I am baffled by the moral outrage evinced at the idea of giving him the right to a measure of decency.

Andrew Beckwith, president of the Massachusetts Family Institute, testified against the legislation, evoking the right to privacy and safety of women and girls across the state. Passing the bill, he railed, would enable a predator to “expose his very male genitalia” to Beckwith’s 5-year-old daughter.

Beckwith’s comments are so deeply hurtful not only because they are completely unfounded (no crimes of this nature have been reported in the 17 states that passed such statutes), but because they harken back to one of the ugliest eras in our past when the sanctity of wives and daughters was used as the mob’s excuse to lynch innocents.

I, too, have daughters: one older and one younger than Jacob. I can empathize with a parent’s fear for their child’s safety but I cannot condone baseless fearmongering.

Lives will depend on our ability to separate reality from fantasy. The “transgender-person-as-frustrated-sexual-predator” myth is an insidious meme that has no place in a society that values human rights. While there is no evidence that a transgender person is more likely to engage in criminality, there is evidence that a transgender person has more to fear in a public bathroom than I do. What is true is that without laws protecting him, my son may find himself kicked off a bus on a highway, or refused treatment in a hospital, with impunity. Attorney General Maura Healey said it best: “Discomfort is not a reason to perpetuate discrimination.”

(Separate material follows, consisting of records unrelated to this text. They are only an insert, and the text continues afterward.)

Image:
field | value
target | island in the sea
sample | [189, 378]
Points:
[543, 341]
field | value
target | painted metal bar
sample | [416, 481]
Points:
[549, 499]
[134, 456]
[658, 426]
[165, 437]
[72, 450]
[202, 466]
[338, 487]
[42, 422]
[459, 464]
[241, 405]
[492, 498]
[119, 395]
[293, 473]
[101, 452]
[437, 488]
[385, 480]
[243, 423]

Laws frequently follow changes in society, but they can also precede them, signaling what behaviors are and are not acceptable. As a state, we risk losing the moral leadership we gained by being the first to legalize same-sex marriage. We stand to be 18th in recognizing transgender rights. It’s time to catch up. If we don’t, it may be too late for my son.

Mimi Lemay, a Massachusetts resident, is the parent of a 5-year-old transgender son, Jacob.